**This notebook is inspired by Ben Trevett's solution to storing the IMDB 50000-review train and test datasets in JSON format for easier processing.**

https://github.com/bentrevett/pytorch-sentiment-analysis/issues/6

In [2]:
# Import libraries
import os
import torch
from torchtext import data
from torchtext import datasets
import json

In [3]:
%sh ls -a /dbfs/FileStore

In [4]:
# Download spacy en package
!python -m spacy download en

In [5]:
# Declare text and label fields, download dataset if required and then tokenize the training and test sets with spacy
TEXT = data.Field(tokenize='spacy', lower=True)
LABEL = data.LabelField()
train_data, test_data = datasets.IMDB.splits(TEXT, LABEL, train='train', test='test')

In [6]:
# Save training example as JSON
train_examples = [vars(t) for t in train_data]
with open('/dbfs/FileStore/train.json', 'w+') as f:
  for example in train_examples:
    json.dump(example, f)
    f.write('\n')

In [7]:
# Save test example as JSON
test_examples = [vars(t) for t in test_data]
with open('/dbfs/FileStore/test.json', 'w+') as f:
  for example in test_examples:
    json.dump(example, f)
    f.write('\n')

# Download instructions

If you followed the example above, your files will be stored in **/dbfs/FileStore**. You can check the existence of your files by running the following command in a cell:

**%sh ls -a /dbfs/FileStore**

To download, in your browser's URL bar, you'll need to type the following and hit Enter **(but keep reading first!)**:

https://your_region.azuredatabricks.net/files/train.json

Here, your_region is the Azure region that is showing up in your databricks web address.

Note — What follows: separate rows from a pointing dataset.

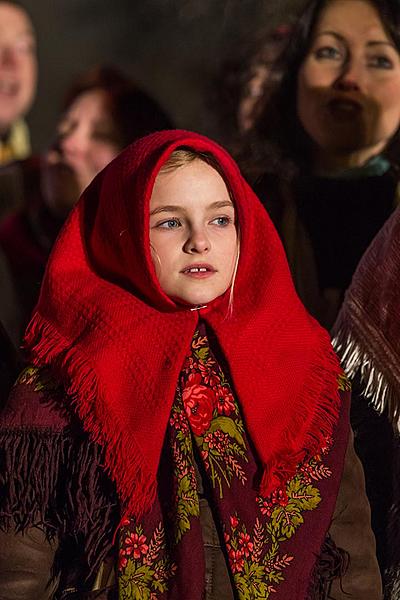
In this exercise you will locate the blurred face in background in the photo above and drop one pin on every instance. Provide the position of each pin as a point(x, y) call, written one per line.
point(348, 94)
point(87, 142)
point(18, 66)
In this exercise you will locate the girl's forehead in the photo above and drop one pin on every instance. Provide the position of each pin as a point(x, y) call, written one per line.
point(196, 179)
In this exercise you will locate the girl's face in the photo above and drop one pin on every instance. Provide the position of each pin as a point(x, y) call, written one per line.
point(348, 89)
point(192, 233)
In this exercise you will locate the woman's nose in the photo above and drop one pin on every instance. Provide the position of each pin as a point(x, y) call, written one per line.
point(350, 77)
point(73, 143)
point(197, 242)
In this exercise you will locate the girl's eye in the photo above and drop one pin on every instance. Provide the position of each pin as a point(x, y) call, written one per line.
point(221, 221)
point(169, 224)
point(328, 52)
point(380, 62)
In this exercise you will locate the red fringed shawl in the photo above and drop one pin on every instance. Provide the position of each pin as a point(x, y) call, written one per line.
point(119, 343)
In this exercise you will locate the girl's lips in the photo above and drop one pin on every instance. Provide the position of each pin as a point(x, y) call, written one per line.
point(199, 271)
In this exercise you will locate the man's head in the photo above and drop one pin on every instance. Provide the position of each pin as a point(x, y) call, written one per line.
point(18, 66)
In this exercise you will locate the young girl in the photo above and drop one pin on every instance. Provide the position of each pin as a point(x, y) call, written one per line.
point(183, 410)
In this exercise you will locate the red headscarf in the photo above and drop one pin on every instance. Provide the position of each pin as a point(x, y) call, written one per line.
point(118, 342)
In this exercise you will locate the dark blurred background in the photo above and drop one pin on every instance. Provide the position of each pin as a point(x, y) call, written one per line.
point(173, 48)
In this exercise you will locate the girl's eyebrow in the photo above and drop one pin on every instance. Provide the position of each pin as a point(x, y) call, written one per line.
point(173, 208)
point(341, 38)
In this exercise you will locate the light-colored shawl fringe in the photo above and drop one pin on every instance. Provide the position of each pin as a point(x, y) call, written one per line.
point(380, 392)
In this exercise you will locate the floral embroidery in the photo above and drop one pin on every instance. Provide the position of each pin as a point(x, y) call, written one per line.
point(144, 572)
point(186, 498)
point(41, 378)
point(344, 383)
point(205, 414)
point(254, 556)
point(213, 416)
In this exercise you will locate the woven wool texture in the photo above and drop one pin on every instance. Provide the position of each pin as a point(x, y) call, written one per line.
point(367, 330)
point(118, 342)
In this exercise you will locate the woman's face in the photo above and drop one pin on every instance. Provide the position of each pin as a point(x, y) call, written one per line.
point(192, 233)
point(86, 144)
point(348, 89)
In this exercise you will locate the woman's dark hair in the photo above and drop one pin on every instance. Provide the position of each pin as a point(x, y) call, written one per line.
point(133, 111)
point(278, 140)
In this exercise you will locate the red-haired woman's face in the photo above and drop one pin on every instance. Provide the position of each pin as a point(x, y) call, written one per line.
point(87, 136)
point(348, 95)
point(86, 144)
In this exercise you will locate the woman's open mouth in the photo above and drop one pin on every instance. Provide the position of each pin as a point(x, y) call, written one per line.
point(342, 107)
point(199, 271)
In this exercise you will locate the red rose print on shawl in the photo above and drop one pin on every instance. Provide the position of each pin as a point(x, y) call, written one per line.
point(198, 401)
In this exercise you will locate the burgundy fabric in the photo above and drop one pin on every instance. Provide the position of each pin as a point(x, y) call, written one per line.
point(119, 343)
point(169, 541)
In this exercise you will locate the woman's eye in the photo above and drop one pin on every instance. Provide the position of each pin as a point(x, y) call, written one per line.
point(169, 224)
point(328, 52)
point(221, 221)
point(380, 62)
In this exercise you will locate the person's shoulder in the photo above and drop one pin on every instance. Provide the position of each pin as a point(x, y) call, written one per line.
point(35, 400)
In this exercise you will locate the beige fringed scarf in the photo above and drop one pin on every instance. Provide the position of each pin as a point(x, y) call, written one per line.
point(367, 331)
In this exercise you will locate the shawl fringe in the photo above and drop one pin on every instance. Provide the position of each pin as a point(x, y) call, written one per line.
point(319, 385)
point(135, 487)
point(54, 481)
point(332, 563)
point(375, 386)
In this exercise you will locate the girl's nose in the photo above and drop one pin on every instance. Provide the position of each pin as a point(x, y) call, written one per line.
point(8, 57)
point(197, 243)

For example, the first part of my URL is https://canadacentral.azuredatabricks.net

Basically, copy paste the https://....net/ part from your databricks webpage URL.

If you see that there is a **?o=###########** part after .net, then your final URL should look like this:

**https://canadacentral.azuredatabricks.net/files/test.json?o=1234567890**

Once you hit Enter, your browser will ask you to Open/Save/Download the file. That's it!